Well, as many angry GOP twitter folk noted, ‘how can we ever know how many of those bankruptcies are medical?’
We don’t know for sure, but there is research and data. A commonly accepted amount among many folk in the industry is simply ‘more than half.’ Consumer Reports, who are well known for their digging around to focus on just data, also had a rate of roughly half.
Snopes dug into it and found some studies that went as low as 18-25% of bankruptcies being medical in 2015 (after ACA went into affect).
So, there are studies that show somewhere between 62% prior to ACA and as little as 25% post ACA are US bankruptcies related to medical debt pressure.
2) Correlation doesn’t imply causation!
Well sure, aren’t you clever. This, after complaints about the axis, was the next ‘zinger’ that everyone deployed to make my uncomfortable retweet go away.
So, just as the same time, The Oatmeal posted this awesome comic called “You’re Not Going to Believe What I’m About to Tell You:”
It’s about the BackFire Effect, where people who believe something deeply will see someone like me posting charts and data and that makes them twice (!) as likely to insist on believing what they believe and dismissing evidence. It’s why facts don’t win arguments.
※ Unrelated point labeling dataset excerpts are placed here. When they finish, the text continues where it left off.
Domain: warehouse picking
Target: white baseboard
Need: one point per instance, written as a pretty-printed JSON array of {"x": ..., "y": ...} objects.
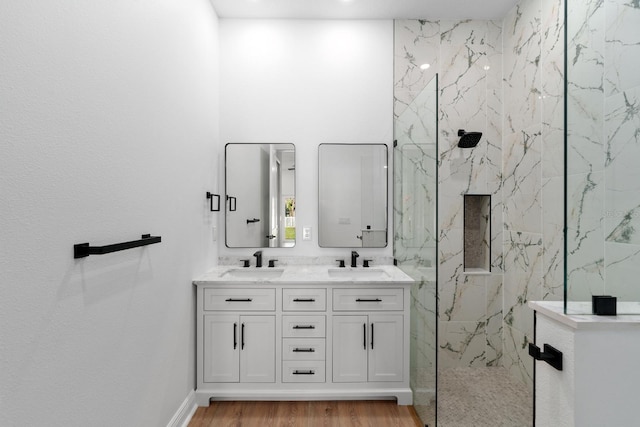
[{"x": 184, "y": 413}]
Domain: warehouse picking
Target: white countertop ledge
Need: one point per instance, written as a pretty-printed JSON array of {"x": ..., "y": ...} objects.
[
  {"x": 301, "y": 274},
  {"x": 555, "y": 310}
]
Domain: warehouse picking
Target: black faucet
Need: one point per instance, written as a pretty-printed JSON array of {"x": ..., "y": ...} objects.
[
  {"x": 354, "y": 256},
  {"x": 258, "y": 256}
]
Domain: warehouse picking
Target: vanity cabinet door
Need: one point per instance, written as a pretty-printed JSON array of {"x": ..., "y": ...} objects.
[
  {"x": 386, "y": 347},
  {"x": 257, "y": 349},
  {"x": 350, "y": 349},
  {"x": 221, "y": 349},
  {"x": 239, "y": 348}
]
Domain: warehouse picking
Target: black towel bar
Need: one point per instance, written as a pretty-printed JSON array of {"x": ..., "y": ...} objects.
[{"x": 82, "y": 250}]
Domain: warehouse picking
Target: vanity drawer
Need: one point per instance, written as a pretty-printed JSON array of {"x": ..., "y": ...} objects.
[
  {"x": 368, "y": 299},
  {"x": 240, "y": 299},
  {"x": 303, "y": 349},
  {"x": 303, "y": 372},
  {"x": 303, "y": 326},
  {"x": 304, "y": 299}
]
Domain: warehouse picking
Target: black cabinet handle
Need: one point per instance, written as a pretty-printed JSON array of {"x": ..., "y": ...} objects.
[
  {"x": 551, "y": 355},
  {"x": 309, "y": 372},
  {"x": 242, "y": 337},
  {"x": 211, "y": 196},
  {"x": 371, "y": 336},
  {"x": 364, "y": 336},
  {"x": 235, "y": 336}
]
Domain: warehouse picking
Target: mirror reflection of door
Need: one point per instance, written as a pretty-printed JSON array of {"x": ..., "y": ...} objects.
[
  {"x": 259, "y": 178},
  {"x": 352, "y": 195}
]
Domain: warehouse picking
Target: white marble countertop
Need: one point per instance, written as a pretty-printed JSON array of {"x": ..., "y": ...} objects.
[
  {"x": 555, "y": 310},
  {"x": 289, "y": 274}
]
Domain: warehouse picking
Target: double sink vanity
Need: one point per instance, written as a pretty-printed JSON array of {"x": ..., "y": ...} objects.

So, sure. I can point to that chart that shows the inexorable march of bankruptcies up to 2.1 million, the temporary dip down to 600,000 bankruptcies due to a GOP rules change to make them harder, and then the fact that the line pops right back up. Then, in 2010, it reverses.
I can point out that the dip in 2006 was only for two years, but the dip since 2010 has show a 7 year strength in it.
All of those indicate a stronger case for my narrative: that what we’ve been doing for the past 7 years is dramatically reducing bankruptcies.
In fact, I’d argue the bankruptcy rate was climbing to get right back to its natural 2.1 million a year that it hit in 2005 and ACA didn’t just likely halve it, but prevented a shit ton of oncoming bankruptcies.
But, sarcastically, sure, dismiss it all out of hand because it makes you angry.
It doesn’t make that chart go away though. In fact, having looked into the data deeper, worried that I would have to issue a mea culpa, it looks rather likely that bankruptcies on that chart from 2006 to 2010 were rising faster than they had been previously. They freaking tripled in 4 years!
And if most bankruptcy is medical, than rather than saying ‘correlation isn’t causation’ please, one of you, for the love of anything, please explain what halted a 100% a year runaway bankruptcy growth and reversed almost as dramatically? Because so far everyone tossing that phrase out there just runs away and doesn’t offer up a counter-theory.
3) I shouldn’t have to pay for other’s medical expenses
Though a lot of people have explained that they shouldn’t ‘have to pay for other’s medical expenses.’
Now we’re at least being honest, because that isn’t arguing about whether bankruptcies are being dramatically cut. The idea of socially pooling costs upsets you. Never mind that we do that for fire, police, etc, it’s a fundamental issue.
Buddy, welcome to being part of a civilization. I pay for your military defense out of my taxes. We pay for other people’s house fires to get put out. Ever been in a car accident? I haven’t, but my money pools in to pay. That’s how insurance works. We all pool in.
And you don’t have a choice in that. You haven’t since Ronald Regan passed EMTALA, a law that made it illegal for emergency rooms to turn down medical care. That socialized US medicine. What we’re arguing about since then is how to pay for it as a society because people refuse to approach it like any other society with good health and riches has.
And yes, ACA still cut bankruptcies.